The study was led by Dr. Paul Hofman, head of the laboratory of clinical and experimental pathology at Pasteur Hospital in Nice, France.
The main purpose of the study was to assess if next-generation sequencing (NGS) testing for tumor mutation burden (TMB) assessment performed in-house was valuable in clinical decision making for immunotherapy, Hofman told us.
The assessment helps identify patients who might benefit from immune checkpoint inhibitor therapy.
Using the Oncomine Tumor Mutation Load Assay developed by Thermo Fisher, the researchers compared the predictive value of TMB assessed in-house to TMB assessed in a referral center after outsourcing the samples. The researchers found similar predictive values with the two panels, he explained.
“The implication in using in-house assessment is that the turnaround time for getting the results is shorter so all patients can receive an appropriate treatment,” Hofman said.
Per the study results, the researchers were able to secure results in as little as seven days, compared to 20 days or more when the test is outsourced – thus accelerating patient placement into applicable clinical trials.
For this reason and others, Hofman said more laboratories are interested in developing NGS in-house, to “master” turnaround time and raw data, as well to keep the DNA in-house.

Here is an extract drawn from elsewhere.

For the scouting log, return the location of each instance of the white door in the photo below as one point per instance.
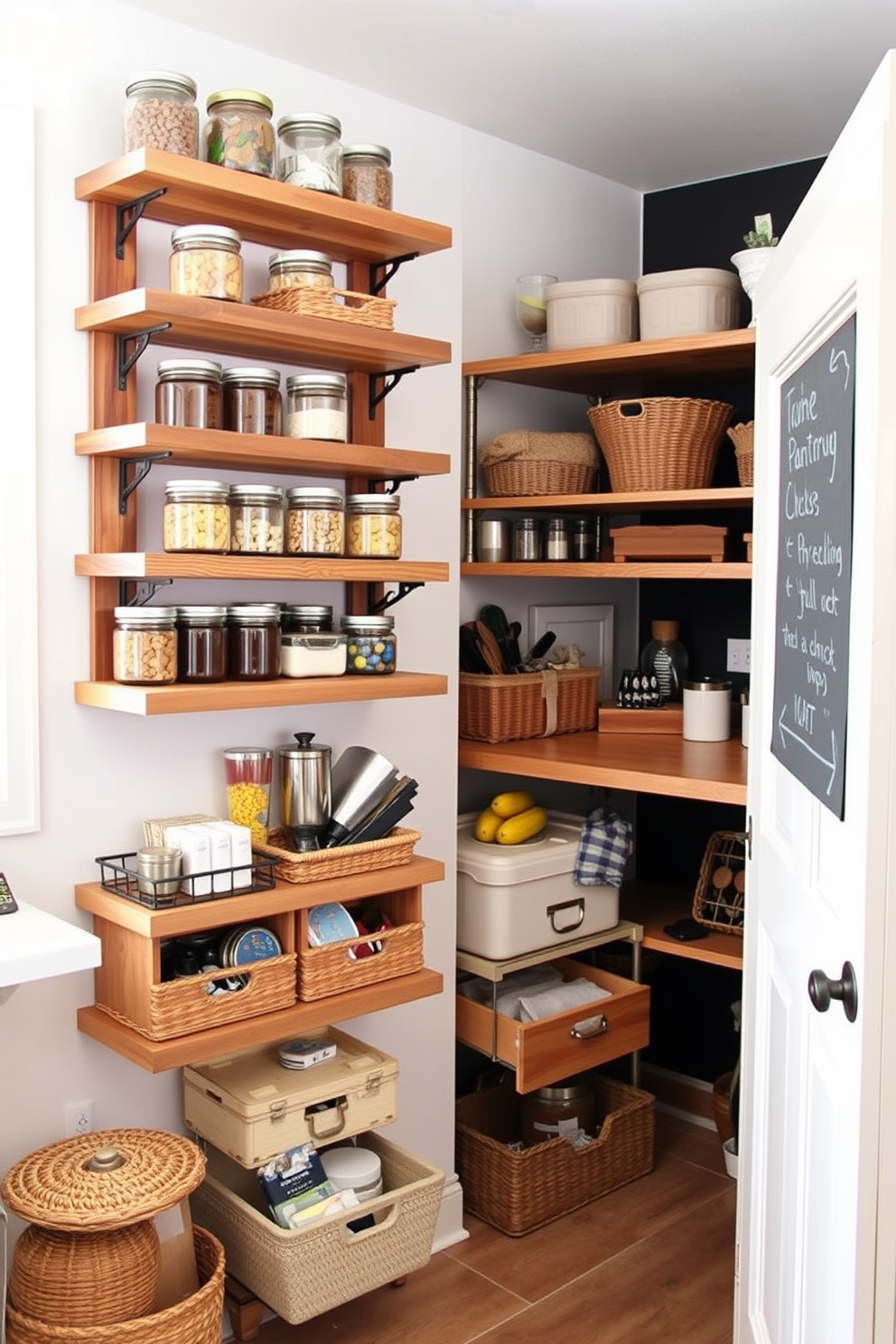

“Outsourced testing has constraints,” Hofman said, “the cost is currently higher and the shipment must be well controlled, in particular on Friday depending on which country you are working in.”
Hofman noted that the referral center for TMB assessment used an FDA-approved test, while commercially available in-house testing panels are certified for research use only and are not appropriate for clinical routine practice.
“In-house NGS testing TMB assessment, in particular, has to be done in a laboratory having an accreditation for doing NGS,” he explained. “The laboratory must participate to external evaluation control (CLIA, for example), including different laboratories.”